Осторожно, скользкими от слюны и пота пальцами нащупываю вход, и ввожу их медленно, аккуратно. Он замирает, а затем подается навстречу, но я удерживаю, не желая причинять боль. Поймав его затуманенный взгляд, я молча спрашиваю разрешения. В ответ он кивает, нетерпеливо, требовательно, и я решаюсь. Его лицо кривится от боли, и я замираю, давая привыкнуть, пока он не расслабляется и не обхватывает меня ногами за талию. Теплая волна накрывает меня с головой, и я уже не различаю ощущений, погружаясь в него снова и снова, доводя до предела выносливости обоих и падая на него в полнейшем изнеможении. Руки привычно и мягко обнимают меня за плечи, защищая и ограждая. И это так правильно и естественно, что я наконец-то погружаюсь в спокойный сон, без кошмаров и черноты.
Проснувшись, я обнаруживаю, что Хадор снова ушел.
Последствия.
Хадор.
Я ухожу, пока ты еще спишь, не потому что жалею о чем-то или не хочу остаться. Утром будет слишком людно в коридорах, и совершенно не нужно, чтобы кто-то видел, как я выхожу из твоей комнаты. То, что произошло сейчас, показывает мне, насколько мы глубоко увязли во всем этом, и разорвать эту связь уже не в моих силах, я буду возвращаться снова и снова, до тех пор, пока ты будешь меня ждать. Единственное, что я могу – это быть максимально осторожным, стараясь не выдать нашу тайну и обезопасить тебя.
Днем мы не встречаемся, занятые каждый своим делом, а ночью я прокрадываюсь к тебе в комнату и, обнаружив, что дверь не заперта, понимаю, что ты ждал меня. Ты злишься за мой утренний побег, но быстро сдаешься и расслабляешься, когда я обнимаю тебя. Мы учимся не бояться и доверять, открываясь полностью, и постепенно напряжение оставляет нас. Теперь мы гораздо больше боимся ранить друг друга, чем обжечься самим, и это парадоксальным образом успокаивает и вселяет уверенность в обоих. Главной становится конспирация и даже это добавляет остроты ощущений ночным встречам и дневной рутине. Однако такое хрупкое равновесие не может длиться долго.
Проверяющий и одновременно контролер сваливается на наши головы неожиданно и без видимой причины.
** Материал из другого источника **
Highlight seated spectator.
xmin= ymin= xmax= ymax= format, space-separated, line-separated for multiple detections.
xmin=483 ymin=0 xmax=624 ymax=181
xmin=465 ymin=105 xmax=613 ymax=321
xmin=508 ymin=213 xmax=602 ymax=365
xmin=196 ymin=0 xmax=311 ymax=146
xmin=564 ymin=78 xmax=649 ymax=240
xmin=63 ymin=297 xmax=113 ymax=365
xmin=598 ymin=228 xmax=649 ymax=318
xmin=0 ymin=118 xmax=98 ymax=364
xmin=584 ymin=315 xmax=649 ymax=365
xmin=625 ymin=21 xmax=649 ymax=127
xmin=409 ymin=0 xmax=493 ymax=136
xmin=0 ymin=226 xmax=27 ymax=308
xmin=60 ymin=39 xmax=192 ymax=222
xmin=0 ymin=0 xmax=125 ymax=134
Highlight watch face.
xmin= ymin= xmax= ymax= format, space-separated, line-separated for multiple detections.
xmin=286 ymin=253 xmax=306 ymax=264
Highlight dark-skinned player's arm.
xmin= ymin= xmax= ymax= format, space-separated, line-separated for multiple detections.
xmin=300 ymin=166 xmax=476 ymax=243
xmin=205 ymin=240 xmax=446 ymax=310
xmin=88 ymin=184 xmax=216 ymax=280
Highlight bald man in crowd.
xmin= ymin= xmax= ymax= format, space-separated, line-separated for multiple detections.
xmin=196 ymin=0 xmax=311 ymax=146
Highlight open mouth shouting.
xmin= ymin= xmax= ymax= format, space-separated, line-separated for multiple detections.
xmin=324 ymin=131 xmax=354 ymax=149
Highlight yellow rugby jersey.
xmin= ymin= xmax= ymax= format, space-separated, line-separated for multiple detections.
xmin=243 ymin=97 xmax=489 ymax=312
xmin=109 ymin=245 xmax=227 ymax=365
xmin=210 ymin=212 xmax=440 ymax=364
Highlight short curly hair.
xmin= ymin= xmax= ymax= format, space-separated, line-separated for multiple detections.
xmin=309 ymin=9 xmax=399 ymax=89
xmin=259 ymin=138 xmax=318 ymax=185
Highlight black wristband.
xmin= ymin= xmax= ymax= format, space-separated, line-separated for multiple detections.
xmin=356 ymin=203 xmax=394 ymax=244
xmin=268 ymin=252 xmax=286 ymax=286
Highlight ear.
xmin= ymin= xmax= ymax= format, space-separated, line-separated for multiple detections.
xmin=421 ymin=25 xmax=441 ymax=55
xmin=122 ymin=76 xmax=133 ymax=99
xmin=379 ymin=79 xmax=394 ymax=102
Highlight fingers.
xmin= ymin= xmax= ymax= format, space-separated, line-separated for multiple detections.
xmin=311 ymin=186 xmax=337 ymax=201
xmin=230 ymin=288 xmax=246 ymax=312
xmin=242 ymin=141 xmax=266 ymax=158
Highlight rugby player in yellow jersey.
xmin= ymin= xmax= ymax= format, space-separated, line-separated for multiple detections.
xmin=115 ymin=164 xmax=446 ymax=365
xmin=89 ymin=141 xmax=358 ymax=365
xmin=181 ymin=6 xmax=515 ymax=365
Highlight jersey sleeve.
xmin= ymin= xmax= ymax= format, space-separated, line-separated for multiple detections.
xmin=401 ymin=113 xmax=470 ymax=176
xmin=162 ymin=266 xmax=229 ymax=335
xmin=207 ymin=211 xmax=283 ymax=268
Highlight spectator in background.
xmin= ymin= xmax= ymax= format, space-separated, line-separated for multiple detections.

Подразделение работает практически идеально, насколько это вообще возможно при нашей работе, но высокий, очень худой, с неприятными глазами, поблескивающими из-за стекол очков, человек по имени Заккари Линей, следует теперь за нами тенью, присутствуя на тренировках, расспрашивая бойцов и ежесекундно надоедая Тейну. Кроме того, он вмешивается в планирование операций – непререкаемую вотчину нашего командира, обладающего уникальной способностью охватывать любую ситуацию в целом, учитывать мельчайшие детали, которые становятся ключами к успеху. Это его талант, его конек. Составленные им планы не подлежат корректировке, они безупречны и выверены, но проверяющий с этим не согласен.